The blocker nobody warned me about
The first thing that will stop you cold if you try to run SQLMesh on Nessie + Trino:
TrinoUserError: createView is not supported for Iceberg Nessie catalogs
Native Nessie’s Trino catalog (iceberg.catalog.type=nessie) blocks every CREATE VIEW. SQLMesh's entire virtual environment model depends on views — that is how dev/prod isolation is implemented. Most articles stop here and conclude that SQLMesh and Nessie are incompatible. That conclusion is wrong.
The hidden door
Nessie 0.99+ exposes a second protocol on the same service: an Iceberg REST catalog at /iceberg/main/. REST implements the Iceberg catalog spec natively, which supports views. Same Nessie service, same backend storage, same data — different door.
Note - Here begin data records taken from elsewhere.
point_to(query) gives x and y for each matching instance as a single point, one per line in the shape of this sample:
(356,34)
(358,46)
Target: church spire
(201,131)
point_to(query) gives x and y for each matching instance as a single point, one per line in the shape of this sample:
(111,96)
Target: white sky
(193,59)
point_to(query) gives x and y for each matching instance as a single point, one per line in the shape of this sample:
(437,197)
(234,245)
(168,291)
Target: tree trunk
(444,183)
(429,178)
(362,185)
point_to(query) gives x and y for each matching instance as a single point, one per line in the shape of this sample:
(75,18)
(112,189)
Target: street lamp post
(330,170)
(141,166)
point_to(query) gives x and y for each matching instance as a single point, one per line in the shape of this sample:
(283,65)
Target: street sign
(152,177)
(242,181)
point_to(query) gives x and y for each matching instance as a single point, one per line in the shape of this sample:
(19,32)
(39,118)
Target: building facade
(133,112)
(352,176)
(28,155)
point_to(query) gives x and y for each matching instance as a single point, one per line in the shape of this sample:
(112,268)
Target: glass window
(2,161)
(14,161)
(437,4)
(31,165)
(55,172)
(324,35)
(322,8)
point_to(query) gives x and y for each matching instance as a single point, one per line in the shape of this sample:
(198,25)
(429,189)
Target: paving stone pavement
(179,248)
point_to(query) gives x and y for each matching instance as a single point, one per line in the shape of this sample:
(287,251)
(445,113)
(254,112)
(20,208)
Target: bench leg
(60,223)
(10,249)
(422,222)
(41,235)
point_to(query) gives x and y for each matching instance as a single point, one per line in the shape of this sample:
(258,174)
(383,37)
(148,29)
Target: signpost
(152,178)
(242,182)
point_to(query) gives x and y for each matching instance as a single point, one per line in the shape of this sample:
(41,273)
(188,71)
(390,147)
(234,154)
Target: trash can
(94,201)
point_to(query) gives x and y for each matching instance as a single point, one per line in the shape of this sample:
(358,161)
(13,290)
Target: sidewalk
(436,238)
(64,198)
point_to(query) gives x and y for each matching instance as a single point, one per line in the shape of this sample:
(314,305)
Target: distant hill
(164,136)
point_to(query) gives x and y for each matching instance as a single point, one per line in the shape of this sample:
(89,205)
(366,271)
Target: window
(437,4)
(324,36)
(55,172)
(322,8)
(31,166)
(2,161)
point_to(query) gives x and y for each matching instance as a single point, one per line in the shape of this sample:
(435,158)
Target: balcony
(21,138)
# Verify the REST endpoint exists on your Nessie instance
curl http://localhost:10041/iceberg/main/v1/config
# Look for: POST /v1/{prefix}/namespaces/{namespace}/views
# Present in 0.107.4. Absent in older versions.
The fix is a single Trino catalog file:
# trino/catalog/nessie_rest.properties
connector.name=iceberg
iceberg.catalog.type=rest
iceberg.rest-catalog.uri=http://nessie:19120/iceberg/main/
iceberg.rest-catalog.warehouse=lakehouse
CREATE VIEW works. SQLMesh's environment system works. The whole model is unlocked.
The version trap
The :latest Nessie Docker image was sitting at 0.76 for months. REST endpoint does not exist there. Pin explicitly:
image: ghcr.io/projectnessie/nessie:0.107.4
Upgrading from 0.76 to 0.107.4 required dropping and recreating the Nessie state database. The Iceberg metadata in S3 survives — only the catalog state resets — and every table needs to be re-registered through nessie_rest.system.register_table(). Location strings must byte-match what is in each table's metadata.json. Old PySpark code that wrote s3a://lakehouse//bronze/... with a double slash is invisible to the strict REST catalog. Fix the writer, regenerate the metadata, re-register.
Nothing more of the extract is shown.